The earlier bearish sentiments have been overshadowed by the global energy markets vulnerability to supply shortage risk as it would be impossible to increase crude oil output enough to offset any shortage in Russian crude oil and petroleum refined products supply.
OPEC also reported surging refining margins in all markets, as product prices soared in response to a growing product supply-demand imbalance. More interestingly, OPEC reported that the decline in total product refining output levels, amid the onset of a heavy turnaround season, resulted in a notable and disproportional rise in product netbacks relative to crude prices. This has been mostly encountered in the contracting middle distillate availability beyond the already low levels. This resulted in massive upward pressure on product prices and the robust performance of middle distillate markets, particularly in Europe.
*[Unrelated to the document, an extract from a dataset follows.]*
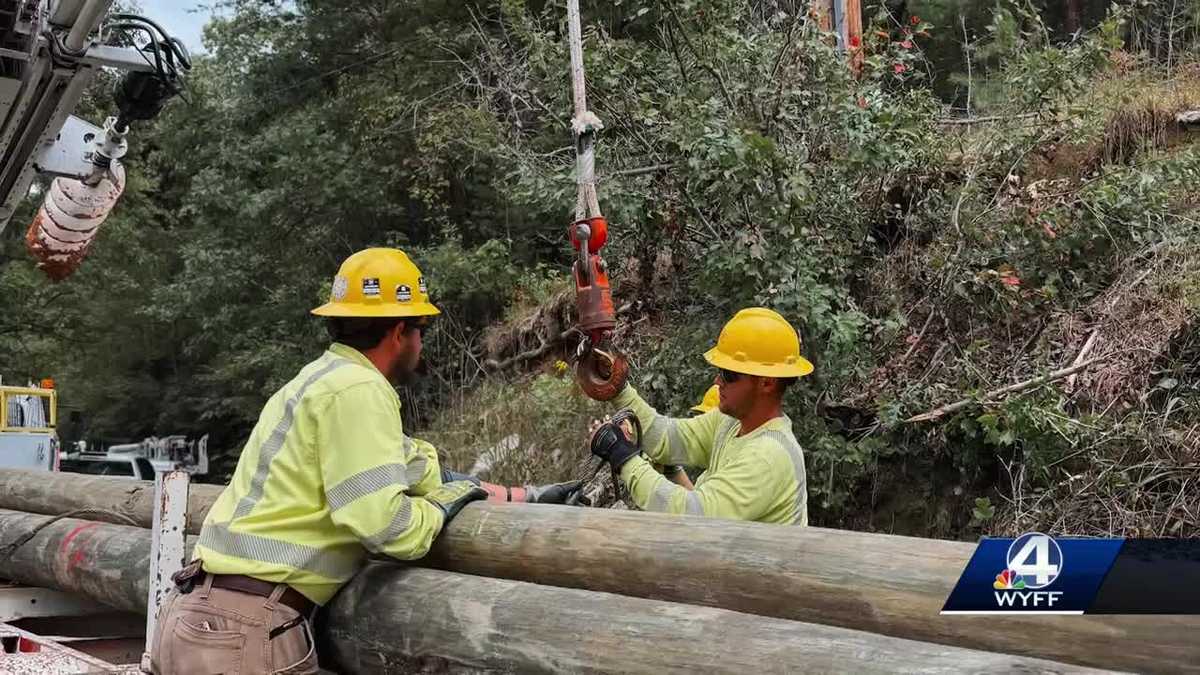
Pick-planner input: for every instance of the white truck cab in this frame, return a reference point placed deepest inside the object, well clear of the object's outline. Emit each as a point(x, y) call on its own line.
point(123, 466)
point(28, 418)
The diesel shortage has been exacerbated because of the shortage of diesel cargoes from Russia, this came while the world might be facing a serious diesel shortage as global diesel stocks have fallen to their lowest since December 2018. Russian diesel accounts for half of Europe diesel imports of around 700,000 barrels per day. S&P Global Platts reported an unprecedented tightness in middle distillates across the globe, low-sulphur diesel continues to trade at a widely steep premium vs Dated Brent, currently at around $38 per barrel.
As the peak heavy refinery turnaround season in April, which is expected to drive global offline capacity of around 5 million barrels per day (bpd), it’ll be interesting to see how the market will react to the return of these barrels of capacity for operations by July 2022 during the peak summer high demand season for gasoline.
OPEC reported total OECD commercial oil stocks down by 22.8 million barrels, in February at 372 million barrels less than the same time one year ago, 334 million barrels lower than the latest five-year average, and 321 million barrels below the 2015-2019 average.
The latest figures from the Commodity Futures Trading Commission (CFTC) on April 12, 2022, showed that long positions on crude oil futures on the New York Mercantile Exchange (NYMEX) at 433,082 contracts, down by -1,395 contracts from the previous week (1,000 barrels for each contract). Speculators are still cautious in such very volatile price fluctuations.